New Web Site Created By UMass Amherst Researchers Could Transform Biological Research Using Engineering
March 28, 2008
| Contact: | Ian Grosse 413/545-1350 |
AMHERST, Mass. – Researchers at the University of Massachusetts Amherst have received a four-year, $982,633 grant from the National Science Foundation to support a new Web site called Biomesh, which teaches biologists to study the behavior of biomechanical systems using the same computer modeling technique employed by engineers designing aircraft or bridges.
Known as finite element analysis, this technique has revolutionized engineering, and has the potential to transform how biologists approach research in areas ranging from functional morphology and developmental biology to the study of evolution and cellular mechanics.
Biomesh will support this learning experience by developing a shared digital resource collection of finite element models of biological systems, including 120 of the most common animals studied by biologists, such as sunfish, frogs and rats. You can visit Biomesh at www.biomesh.org.
“This site will be the easiest way for biologists to learn how to do finite element modeling,” says biologist Elizabeth Dumont. “The alternative is to pick up a textbook on finite element modeling and engineering mechanics. But, as a biologist who tried that route, I wouldn’t recommend it. It’s much easier to have a readable source of information to ease that transition.”
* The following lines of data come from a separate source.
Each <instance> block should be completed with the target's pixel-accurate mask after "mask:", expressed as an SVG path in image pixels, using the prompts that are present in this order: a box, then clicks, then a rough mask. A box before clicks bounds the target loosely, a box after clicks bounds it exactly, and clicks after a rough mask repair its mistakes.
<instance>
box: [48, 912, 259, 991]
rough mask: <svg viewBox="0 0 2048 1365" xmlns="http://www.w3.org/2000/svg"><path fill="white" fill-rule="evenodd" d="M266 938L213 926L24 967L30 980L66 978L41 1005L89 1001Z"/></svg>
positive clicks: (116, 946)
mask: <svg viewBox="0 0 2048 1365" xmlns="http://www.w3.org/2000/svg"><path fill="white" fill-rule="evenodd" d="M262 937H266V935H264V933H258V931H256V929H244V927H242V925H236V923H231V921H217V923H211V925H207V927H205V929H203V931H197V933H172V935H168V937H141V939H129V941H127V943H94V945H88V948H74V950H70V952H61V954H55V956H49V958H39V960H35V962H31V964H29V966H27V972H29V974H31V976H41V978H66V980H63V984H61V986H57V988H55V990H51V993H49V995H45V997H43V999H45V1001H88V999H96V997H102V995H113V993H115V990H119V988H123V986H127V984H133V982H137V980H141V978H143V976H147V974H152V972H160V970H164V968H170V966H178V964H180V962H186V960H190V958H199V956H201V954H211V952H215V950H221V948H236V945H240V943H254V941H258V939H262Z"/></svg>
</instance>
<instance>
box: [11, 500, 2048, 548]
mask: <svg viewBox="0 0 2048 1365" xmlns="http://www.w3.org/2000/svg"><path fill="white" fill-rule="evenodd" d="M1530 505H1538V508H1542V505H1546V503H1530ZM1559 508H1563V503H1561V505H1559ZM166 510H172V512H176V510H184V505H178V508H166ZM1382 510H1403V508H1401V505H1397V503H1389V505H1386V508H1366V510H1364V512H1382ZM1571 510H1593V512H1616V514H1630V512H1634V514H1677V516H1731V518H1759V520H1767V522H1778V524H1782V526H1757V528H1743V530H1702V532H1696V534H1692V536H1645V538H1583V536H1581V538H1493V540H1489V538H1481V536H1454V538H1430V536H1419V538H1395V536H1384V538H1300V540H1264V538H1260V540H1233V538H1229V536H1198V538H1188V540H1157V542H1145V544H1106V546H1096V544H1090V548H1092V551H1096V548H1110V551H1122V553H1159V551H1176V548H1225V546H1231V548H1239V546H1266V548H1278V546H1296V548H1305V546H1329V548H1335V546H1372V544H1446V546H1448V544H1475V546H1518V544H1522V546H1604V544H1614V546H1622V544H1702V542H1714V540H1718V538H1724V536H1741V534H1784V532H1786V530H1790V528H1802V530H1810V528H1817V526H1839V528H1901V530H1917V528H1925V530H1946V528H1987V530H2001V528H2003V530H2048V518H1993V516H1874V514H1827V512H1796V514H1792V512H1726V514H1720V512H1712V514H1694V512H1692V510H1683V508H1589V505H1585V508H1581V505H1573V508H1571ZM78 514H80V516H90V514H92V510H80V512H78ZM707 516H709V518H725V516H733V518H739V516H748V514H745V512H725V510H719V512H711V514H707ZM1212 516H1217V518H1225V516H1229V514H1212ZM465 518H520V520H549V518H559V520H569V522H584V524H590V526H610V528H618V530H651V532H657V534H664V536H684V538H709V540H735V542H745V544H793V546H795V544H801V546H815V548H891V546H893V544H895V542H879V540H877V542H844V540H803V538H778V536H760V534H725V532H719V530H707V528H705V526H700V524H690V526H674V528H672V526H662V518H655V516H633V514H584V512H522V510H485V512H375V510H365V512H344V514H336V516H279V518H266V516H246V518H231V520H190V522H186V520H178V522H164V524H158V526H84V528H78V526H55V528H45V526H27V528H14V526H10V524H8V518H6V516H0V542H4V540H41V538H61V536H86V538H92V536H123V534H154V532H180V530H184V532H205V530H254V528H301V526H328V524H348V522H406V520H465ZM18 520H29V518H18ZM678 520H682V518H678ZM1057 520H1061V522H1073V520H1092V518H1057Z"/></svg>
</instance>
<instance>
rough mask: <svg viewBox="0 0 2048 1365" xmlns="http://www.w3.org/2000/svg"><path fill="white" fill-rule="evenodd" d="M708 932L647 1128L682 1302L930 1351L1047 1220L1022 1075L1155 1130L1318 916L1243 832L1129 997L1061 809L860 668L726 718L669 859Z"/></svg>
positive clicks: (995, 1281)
Finite element analysis is a computer-based technique for predicting the physical behavior of engineered products based on fundamental principles of mechanics. It has enabled engineers to digitally design and optimize everything from automobiles and trains to buildings.
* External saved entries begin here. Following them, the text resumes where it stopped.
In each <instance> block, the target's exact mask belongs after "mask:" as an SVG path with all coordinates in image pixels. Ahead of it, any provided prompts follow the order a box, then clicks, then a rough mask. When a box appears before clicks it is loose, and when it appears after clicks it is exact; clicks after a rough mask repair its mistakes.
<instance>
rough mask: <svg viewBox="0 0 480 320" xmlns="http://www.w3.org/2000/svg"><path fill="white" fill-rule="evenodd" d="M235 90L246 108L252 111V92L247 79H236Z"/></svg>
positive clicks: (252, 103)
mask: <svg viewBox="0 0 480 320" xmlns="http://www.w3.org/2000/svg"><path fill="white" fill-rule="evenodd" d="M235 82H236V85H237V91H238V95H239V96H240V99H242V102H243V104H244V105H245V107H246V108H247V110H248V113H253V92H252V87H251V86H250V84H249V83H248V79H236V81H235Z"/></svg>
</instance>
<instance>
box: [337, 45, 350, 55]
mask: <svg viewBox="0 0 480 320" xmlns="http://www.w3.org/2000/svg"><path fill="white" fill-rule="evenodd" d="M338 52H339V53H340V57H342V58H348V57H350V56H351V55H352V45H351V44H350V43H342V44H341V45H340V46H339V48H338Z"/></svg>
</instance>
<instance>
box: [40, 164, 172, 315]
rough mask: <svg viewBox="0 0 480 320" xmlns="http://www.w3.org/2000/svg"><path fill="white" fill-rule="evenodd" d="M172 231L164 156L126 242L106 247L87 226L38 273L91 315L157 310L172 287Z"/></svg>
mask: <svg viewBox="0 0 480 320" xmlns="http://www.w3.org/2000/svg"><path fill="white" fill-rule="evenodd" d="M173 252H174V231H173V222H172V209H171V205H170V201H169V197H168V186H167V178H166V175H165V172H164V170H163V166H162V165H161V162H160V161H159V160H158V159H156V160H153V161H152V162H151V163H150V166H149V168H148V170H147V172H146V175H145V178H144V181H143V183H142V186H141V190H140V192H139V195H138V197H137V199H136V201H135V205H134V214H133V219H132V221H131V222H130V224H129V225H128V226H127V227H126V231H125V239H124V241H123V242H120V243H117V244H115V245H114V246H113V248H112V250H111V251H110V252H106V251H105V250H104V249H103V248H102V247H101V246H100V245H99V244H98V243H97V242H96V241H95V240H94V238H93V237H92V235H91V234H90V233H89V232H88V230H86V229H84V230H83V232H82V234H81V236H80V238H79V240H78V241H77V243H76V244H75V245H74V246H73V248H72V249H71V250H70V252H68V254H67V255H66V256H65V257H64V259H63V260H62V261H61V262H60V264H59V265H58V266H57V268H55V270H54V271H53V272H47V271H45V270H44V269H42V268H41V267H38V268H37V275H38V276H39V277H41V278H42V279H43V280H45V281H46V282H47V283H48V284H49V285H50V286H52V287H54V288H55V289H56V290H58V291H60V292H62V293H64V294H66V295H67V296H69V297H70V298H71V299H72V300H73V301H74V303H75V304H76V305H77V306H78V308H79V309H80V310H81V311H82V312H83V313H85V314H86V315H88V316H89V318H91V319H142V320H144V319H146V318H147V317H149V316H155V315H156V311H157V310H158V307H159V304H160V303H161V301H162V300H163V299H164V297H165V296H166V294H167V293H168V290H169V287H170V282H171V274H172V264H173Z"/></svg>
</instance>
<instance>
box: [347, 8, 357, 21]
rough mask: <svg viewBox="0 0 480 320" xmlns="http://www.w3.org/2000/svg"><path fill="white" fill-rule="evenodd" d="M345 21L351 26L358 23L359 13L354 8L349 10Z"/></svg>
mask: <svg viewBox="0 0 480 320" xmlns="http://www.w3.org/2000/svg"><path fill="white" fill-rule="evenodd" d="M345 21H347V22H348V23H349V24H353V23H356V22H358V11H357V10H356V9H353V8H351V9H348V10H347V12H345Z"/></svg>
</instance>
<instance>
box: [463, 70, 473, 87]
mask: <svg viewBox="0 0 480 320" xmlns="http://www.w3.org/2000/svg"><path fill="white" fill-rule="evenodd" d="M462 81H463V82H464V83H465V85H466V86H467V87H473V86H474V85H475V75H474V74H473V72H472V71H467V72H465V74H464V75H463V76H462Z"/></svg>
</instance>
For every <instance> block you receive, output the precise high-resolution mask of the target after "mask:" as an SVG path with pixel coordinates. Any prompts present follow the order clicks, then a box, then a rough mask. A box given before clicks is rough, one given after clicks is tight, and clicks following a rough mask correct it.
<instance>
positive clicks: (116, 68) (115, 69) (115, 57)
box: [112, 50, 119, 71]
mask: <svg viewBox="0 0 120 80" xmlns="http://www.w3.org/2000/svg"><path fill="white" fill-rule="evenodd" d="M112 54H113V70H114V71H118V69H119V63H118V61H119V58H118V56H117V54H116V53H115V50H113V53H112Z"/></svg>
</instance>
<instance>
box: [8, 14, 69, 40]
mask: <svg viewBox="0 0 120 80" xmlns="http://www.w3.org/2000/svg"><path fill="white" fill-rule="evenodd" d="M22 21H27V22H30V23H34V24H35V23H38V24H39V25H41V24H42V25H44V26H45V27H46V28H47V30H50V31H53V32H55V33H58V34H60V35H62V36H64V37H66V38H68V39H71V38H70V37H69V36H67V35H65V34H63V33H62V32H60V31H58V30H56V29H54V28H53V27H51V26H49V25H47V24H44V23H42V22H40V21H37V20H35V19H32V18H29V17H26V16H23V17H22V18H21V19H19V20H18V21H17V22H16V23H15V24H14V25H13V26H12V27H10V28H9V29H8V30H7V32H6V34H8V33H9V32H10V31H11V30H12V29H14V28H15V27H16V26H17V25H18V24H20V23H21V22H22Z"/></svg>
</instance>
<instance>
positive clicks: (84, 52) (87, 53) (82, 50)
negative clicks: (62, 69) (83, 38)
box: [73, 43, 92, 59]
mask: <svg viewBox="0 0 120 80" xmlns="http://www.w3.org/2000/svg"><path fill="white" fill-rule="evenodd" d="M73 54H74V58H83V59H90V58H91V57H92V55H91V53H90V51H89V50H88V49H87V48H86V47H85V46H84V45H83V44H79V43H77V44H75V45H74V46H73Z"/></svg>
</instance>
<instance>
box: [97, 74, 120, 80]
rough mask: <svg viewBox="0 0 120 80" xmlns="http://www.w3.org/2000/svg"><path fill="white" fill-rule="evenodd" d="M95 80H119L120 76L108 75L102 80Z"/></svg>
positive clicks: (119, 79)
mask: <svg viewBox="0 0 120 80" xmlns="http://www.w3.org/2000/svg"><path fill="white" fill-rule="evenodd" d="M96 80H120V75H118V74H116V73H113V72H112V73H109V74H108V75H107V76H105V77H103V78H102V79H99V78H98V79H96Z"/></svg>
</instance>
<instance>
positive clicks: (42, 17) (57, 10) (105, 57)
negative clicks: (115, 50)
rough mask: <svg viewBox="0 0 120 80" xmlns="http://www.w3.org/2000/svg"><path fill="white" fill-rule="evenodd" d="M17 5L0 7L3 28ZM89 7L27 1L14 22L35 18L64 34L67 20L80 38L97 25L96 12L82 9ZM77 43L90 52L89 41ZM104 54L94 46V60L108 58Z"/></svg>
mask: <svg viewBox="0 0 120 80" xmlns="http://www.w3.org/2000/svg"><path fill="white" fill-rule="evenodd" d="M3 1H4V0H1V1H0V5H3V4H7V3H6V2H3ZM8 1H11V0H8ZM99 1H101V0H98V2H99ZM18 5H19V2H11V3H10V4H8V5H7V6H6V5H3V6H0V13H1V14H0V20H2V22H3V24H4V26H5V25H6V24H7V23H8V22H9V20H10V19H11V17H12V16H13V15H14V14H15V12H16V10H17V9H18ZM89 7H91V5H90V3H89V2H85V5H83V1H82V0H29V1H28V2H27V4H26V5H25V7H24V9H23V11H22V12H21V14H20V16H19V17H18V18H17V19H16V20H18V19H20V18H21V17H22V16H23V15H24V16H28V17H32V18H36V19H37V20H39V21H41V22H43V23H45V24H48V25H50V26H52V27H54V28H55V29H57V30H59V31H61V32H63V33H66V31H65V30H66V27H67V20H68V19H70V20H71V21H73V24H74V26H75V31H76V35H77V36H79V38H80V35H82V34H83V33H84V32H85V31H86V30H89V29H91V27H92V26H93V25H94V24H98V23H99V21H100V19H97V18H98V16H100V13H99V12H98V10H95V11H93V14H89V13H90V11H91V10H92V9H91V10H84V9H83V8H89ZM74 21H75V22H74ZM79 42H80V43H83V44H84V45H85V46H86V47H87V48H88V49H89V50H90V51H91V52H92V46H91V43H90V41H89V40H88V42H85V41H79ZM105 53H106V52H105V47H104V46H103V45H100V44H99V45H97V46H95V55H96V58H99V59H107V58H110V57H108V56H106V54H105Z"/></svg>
“Finite element analysis is used in situations where experiments are not quick, easy, nor feasible,” says Ian Grosse of the mechanical and industrial engineering department. “That’s why it is used heavily in industry, where it saves time, money and material by minimizing the number of physical prototypes needed to validate a product design, sometimes even eliminating the use of physical prototypes entirely.”
Now biologists are beginning to use finite element modeling to understand the biomechanical behavior of biological organs, tissues and even cells in both living and extinct organisms. Dumont, for example, is studying bats to find out how the physics involved in feeding has affected the evolution of mammal skulls. “The twist with biological systems is that we’re really trying to reverse-engineer what evolution has already come up with,” says Dumont.
“How animals respond to the forces exerted on them is largely governed by the same physics that govern how products respond,” says Grosse. “A bat skull is a structure. When you put a force on it, it deforms based on the same underlying physics that govern how a safety helmet deforms during a crash. Newton’s Laws are still Newton’s Laws. They work in the biological world as well as the mechanical world.”
Dumont’s moment of enlightenment about finite element modeling came about seven years ago before she came to UMass Amherst, while studying bat skulls and marveling at how tiny they were. The usual method for measuring forces generated during feeding is to surgically attach a strain gauge to the skull.
“But I’m looking at this little thing and thinking it’s so small that I’m never going to get a strain gauge on it,” recalls Dumont. “So I ended up going on the Internet looking for answers to this issue, and saw a brightly colored picture of a computer model depicting stresses in a bridge. I knew that was what I needed.”
When she came to UMass Amherst, one of the first things Dumont did was to take a bat skull with her and go from door to door in the mechanical and industrial engineering department looking for someone willing to teach her finite element modeling. “When I finally got to Ian, he didn’t chuckle,” she says. “Instead, he said that modeling the skull was possible. That’s how our collaboration was formed about five years ago.”
Now Dumont and Grosse are creating Biomesh to knock out the middleman – that being Grosse or any other mechanical engineer – and empower biologists to do finite modeling on their own.
In addition to the collection of models, the site will also include an integrated set of Web-enabled tools for sharing finite element models, modeling metadata, mechanical property values of biological materials, interactive software tools for visualizing finite element models and results, utilities supporting the development of biological finite element models and a threaded discussion.
Grosse likes to joke about their new site, calling it the Wikipedia for biologists to learn about finite element modeling.